A week ago, a top media company beat banks and finance companies to launch an e-wallet and entered into a new and unregulated market. E-wallets, stored value payment cards and the payment facility offered by mobile phone companies (to pay for music, ringtones, video clips, etc) are all part of a new global market which has immense growth potential in India as well.
Internationally, mobile phones are fast emerging as the preferred instrument for such electronic transactions through the mobile wallet, where technology and ease of use is already established. In fact, Visa, MasterCard International, American Express, Discover and PayPal are reportedly working at developing a pilot full-service mobile wallet.

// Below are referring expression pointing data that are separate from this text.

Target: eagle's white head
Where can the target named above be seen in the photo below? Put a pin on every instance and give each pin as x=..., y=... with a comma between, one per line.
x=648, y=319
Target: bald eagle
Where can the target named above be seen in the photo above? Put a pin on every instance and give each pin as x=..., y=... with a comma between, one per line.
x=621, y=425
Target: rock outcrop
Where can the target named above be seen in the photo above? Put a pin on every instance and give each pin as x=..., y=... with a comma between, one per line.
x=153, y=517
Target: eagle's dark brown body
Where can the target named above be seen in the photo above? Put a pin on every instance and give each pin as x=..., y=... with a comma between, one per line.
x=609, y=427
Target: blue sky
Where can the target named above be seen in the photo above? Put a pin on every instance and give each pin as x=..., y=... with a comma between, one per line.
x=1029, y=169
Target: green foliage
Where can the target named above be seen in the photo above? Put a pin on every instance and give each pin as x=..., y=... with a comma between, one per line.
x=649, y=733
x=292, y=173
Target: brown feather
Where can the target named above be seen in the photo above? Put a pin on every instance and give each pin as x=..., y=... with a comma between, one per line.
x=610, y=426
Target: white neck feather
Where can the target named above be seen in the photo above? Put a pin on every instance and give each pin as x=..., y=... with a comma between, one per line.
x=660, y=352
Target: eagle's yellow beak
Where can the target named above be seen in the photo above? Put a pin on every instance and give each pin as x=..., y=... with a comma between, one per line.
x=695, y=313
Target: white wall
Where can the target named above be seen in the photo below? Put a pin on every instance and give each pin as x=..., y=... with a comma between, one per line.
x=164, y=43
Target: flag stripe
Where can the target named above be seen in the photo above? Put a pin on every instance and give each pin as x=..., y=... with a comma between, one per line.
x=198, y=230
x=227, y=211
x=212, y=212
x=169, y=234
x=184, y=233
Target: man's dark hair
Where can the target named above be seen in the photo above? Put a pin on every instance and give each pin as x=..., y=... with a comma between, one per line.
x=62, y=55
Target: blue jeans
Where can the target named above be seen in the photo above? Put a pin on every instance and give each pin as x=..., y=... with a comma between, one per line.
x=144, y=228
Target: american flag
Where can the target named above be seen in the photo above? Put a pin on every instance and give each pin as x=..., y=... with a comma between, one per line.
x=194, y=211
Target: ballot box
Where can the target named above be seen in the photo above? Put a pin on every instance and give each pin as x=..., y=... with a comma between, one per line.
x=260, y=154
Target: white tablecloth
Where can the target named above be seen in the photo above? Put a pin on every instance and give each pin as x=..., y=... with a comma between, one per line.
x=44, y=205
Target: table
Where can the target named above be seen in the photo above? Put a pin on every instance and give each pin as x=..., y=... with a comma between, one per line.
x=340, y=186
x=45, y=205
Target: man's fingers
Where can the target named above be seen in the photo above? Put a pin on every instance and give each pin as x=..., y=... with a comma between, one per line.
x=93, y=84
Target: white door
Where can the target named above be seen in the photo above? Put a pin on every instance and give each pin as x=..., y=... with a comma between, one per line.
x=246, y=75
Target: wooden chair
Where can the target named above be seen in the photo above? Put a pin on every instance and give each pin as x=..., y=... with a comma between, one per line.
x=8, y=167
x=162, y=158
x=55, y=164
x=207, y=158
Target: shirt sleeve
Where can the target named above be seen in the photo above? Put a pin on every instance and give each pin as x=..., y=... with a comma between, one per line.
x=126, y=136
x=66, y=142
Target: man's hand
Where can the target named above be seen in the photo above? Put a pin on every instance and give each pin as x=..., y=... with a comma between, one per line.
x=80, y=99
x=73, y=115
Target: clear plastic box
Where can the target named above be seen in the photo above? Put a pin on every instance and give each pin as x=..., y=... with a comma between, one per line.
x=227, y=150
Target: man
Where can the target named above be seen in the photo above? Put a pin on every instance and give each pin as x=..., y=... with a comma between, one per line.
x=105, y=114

India today has a large segment of net-savvy people who are wary about exposing their credit and debit cards to e-commerce transactions due to higher risk perceptions. However, there is an obvious market for low value e-commerce transactions to send flowers, gifts, chocolates or buy books, magazines and music, as well as tickets to movies, theatre, sports events and concerts. This is the nice part. The flip side is that unless end use of transactions is clearly defined, there is nothing to prevent e-wallets being used for gambling or other dubious activities.
According to one international media report, Americans bet $4 billion on internet gambling despite a ban on such wagering in the US, and the market is growing at 20%. The Middle East Times reports that, “In the US, authorities have blocked credit cards, banks and the online service, PayPal, from offshore betting. But Ameri-cans still manage to place bets through other online payment services.”
Indian also love gambling and lotteries, despite the government’s constant effort to control and regulate these. Unless end-use rules are in place, several popular underground betting systems (like the unorganised matka system) could potentially spring up and thrive through opaque e-payment systems.
Over the past few years, the banking regulator has been making a serious effort to ensure strict adherence to Know Your Customer (KYC) norms and it is these worries that may have prevented several banks from launching e-wallets. Yet, a new product is already in the market and it turns out that it is operating entirely outside the regulatory ambit. The first e-wallet allows anyone with a valid e-mail ID to send and receive money from anyone, or settle bills through money that is stored online in safe systems or through bank accounts.
Clearly, this is fraught with problems. There is nothing to stop a host of other companies from getting into this space, without worrying about regulatory dos and don’ts. That’s because the Reserve Bank of India (RBI), which is the obvious regulator for such products, currently has no mandate to regulate these, despite the fact that they will involve payment systems and money transfer.
• The e-wallet is operating entirely outside the regulatory ambit
• If not addressed quickly, dozens of non-finance cos would move in
• The RBI needs to be empowered fast before security issues crop up
This is not the first time this has happened in India. One would recall plantation companies of the early 1990s, whose high-blitz advertising allowed them to collect tens of thousand crore rupees from gullible investors before the government woke up to the fact that they were unregulated. But it was too late. We then had the unseemly spectacle of two regulators fighting to shirk responsibility before the issue was decided by the government.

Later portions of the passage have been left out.